Ah, ¿y mencioné que la próxima Vacuna probablemente empleará técnicas de ingeniería genética por primera vez en la historia? La metodología de ARNm usada por al menos por un candidato a vacuna líder nunca ha sido examinada previamente en laboratorios oficiales, y mucho menos clínicamente. Cruzar este umbral  podría tener profundos efectos,  como una onda expansiva que apenas hemos considerado, y seguramente parece contradecir el supuesto espíritu de «la seguridad ante todo» que ha dominado la toma de decisiones de COVID-19.

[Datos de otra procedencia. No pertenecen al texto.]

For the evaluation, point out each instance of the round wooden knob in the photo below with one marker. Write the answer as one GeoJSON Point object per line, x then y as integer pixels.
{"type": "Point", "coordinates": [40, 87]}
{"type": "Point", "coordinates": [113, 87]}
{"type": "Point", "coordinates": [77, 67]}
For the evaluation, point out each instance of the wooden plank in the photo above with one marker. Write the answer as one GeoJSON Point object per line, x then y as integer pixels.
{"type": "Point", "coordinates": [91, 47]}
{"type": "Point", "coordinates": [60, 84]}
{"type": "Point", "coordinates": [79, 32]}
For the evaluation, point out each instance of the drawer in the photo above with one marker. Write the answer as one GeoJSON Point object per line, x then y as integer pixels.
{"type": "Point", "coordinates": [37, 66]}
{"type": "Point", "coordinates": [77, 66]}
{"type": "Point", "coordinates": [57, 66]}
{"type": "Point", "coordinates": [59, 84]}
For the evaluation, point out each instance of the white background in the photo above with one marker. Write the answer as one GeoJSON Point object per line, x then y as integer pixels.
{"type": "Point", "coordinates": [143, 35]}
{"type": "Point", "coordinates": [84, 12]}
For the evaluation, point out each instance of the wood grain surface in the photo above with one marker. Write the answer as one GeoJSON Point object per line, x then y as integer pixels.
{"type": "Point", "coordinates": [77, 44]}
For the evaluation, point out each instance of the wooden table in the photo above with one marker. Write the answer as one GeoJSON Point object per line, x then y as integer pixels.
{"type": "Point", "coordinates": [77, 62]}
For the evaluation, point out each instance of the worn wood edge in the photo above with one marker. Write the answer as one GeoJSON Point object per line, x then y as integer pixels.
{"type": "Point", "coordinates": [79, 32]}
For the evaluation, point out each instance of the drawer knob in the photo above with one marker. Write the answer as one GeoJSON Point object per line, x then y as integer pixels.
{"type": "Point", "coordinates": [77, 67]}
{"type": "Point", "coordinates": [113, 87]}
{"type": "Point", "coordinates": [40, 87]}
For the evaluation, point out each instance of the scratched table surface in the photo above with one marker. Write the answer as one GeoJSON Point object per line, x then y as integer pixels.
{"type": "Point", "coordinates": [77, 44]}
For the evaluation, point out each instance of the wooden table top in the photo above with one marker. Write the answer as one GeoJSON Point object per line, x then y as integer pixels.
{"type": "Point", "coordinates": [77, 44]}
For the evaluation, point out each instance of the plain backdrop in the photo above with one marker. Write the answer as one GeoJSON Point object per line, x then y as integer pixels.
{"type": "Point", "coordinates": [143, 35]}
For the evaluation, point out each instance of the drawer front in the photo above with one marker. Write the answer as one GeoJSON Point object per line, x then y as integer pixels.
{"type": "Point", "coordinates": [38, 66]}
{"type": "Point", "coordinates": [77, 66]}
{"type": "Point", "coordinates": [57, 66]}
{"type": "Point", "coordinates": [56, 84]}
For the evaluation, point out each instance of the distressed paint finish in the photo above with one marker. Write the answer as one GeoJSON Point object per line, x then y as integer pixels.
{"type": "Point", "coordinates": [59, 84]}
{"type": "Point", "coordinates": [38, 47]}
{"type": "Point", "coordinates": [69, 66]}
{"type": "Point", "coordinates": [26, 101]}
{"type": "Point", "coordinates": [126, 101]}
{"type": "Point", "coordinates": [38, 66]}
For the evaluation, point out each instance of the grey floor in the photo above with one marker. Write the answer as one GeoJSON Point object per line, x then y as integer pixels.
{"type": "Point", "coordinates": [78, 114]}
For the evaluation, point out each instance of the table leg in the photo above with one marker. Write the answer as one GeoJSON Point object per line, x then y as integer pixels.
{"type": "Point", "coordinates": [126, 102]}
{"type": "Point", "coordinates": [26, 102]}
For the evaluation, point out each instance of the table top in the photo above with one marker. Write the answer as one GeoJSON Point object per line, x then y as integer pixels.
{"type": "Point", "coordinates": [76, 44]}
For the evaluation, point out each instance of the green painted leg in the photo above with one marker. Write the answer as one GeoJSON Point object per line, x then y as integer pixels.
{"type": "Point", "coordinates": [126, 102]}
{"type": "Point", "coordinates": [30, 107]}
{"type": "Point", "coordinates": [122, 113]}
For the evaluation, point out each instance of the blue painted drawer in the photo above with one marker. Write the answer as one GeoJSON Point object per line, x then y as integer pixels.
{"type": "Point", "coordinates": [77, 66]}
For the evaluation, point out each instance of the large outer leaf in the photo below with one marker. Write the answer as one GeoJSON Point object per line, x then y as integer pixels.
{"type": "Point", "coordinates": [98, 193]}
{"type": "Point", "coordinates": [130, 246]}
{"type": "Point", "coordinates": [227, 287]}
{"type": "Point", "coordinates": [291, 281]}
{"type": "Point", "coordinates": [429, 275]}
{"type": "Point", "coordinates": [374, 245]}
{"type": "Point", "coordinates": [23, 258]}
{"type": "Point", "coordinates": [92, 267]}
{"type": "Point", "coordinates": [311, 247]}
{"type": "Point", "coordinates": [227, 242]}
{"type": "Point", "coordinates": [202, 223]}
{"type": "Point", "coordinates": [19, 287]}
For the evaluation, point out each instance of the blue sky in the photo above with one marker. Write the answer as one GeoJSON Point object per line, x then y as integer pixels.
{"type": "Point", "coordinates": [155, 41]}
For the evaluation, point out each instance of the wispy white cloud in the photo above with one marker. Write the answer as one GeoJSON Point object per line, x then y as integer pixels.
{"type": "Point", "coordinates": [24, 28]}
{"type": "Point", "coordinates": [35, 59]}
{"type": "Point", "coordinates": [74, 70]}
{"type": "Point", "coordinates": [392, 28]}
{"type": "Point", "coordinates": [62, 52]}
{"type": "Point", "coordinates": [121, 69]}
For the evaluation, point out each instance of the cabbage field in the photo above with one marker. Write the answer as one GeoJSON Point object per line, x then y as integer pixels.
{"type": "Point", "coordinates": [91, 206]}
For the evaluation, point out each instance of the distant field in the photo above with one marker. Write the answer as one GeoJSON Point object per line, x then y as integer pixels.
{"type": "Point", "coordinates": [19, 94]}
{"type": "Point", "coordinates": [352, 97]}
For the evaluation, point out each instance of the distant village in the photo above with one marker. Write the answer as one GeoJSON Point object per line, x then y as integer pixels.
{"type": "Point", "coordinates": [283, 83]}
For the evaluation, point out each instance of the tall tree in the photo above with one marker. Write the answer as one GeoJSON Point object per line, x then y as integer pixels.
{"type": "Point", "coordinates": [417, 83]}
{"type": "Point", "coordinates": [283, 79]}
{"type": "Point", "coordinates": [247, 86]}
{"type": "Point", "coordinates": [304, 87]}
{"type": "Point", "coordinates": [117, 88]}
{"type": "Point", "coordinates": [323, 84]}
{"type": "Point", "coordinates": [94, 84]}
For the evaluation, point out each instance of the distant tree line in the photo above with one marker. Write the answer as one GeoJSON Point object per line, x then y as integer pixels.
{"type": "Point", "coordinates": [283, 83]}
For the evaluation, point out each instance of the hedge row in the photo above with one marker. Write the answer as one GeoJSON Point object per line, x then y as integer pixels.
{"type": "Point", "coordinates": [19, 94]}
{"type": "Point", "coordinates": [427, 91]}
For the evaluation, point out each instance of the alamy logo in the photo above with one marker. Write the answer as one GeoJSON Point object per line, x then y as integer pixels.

Insistir en este enfoque es aún más urgente cuando han surgido tratamientos seguros y eficaces -que también resultan ser muy baratos-, que curiosamente han sido difamados y ocultados ante quienes podrían beneficiarse de ellos.  Se ha demostrado más que adecuadamente que la hidroxicloroquina (en particular como tratamiento temprano para pacientes ambulatorios en combinación con zinc y/o antibióticos) es bastante eficaz en la práctica en tiempo real (comparando los resultados de los países que la utilizaron -y cuando lo hicieron- con los que no lo hicieron). Pero esto es de alguna manera una noticia inoportuna que se rechaza rotundamente.

Prohibir su uso no tiene sentido, especialmente porque todas las drásticas imposiciones impuestas al público se referían supuestamente a «salvar vidas».

Se nos ha dicho repetidamente que «estamos todos juntos en esto», por lo que es difícil ver que tanto el bienestar individual como el bien común hubiesen estado en el punto de mira durante tantos meses, sin el final a la vista.  Suponemos que una vacuna es realmente el motivo inicial de este lío fabricado.

Y no hemos hecho la obvia pregunta cui bono (¿quién se beneficia de estas restricciones sin precedentes, irrazonables e inhumanas?), que tiene una respuesta bastante obvia: aquellos con ciertas agendas financieras, políticas e ideológicas.

Hemos sido manipulados, condicionados y lamentablemente nos hemos mostrado complacientes.  Este es el gran problema urgente y no la falta de una vacuna.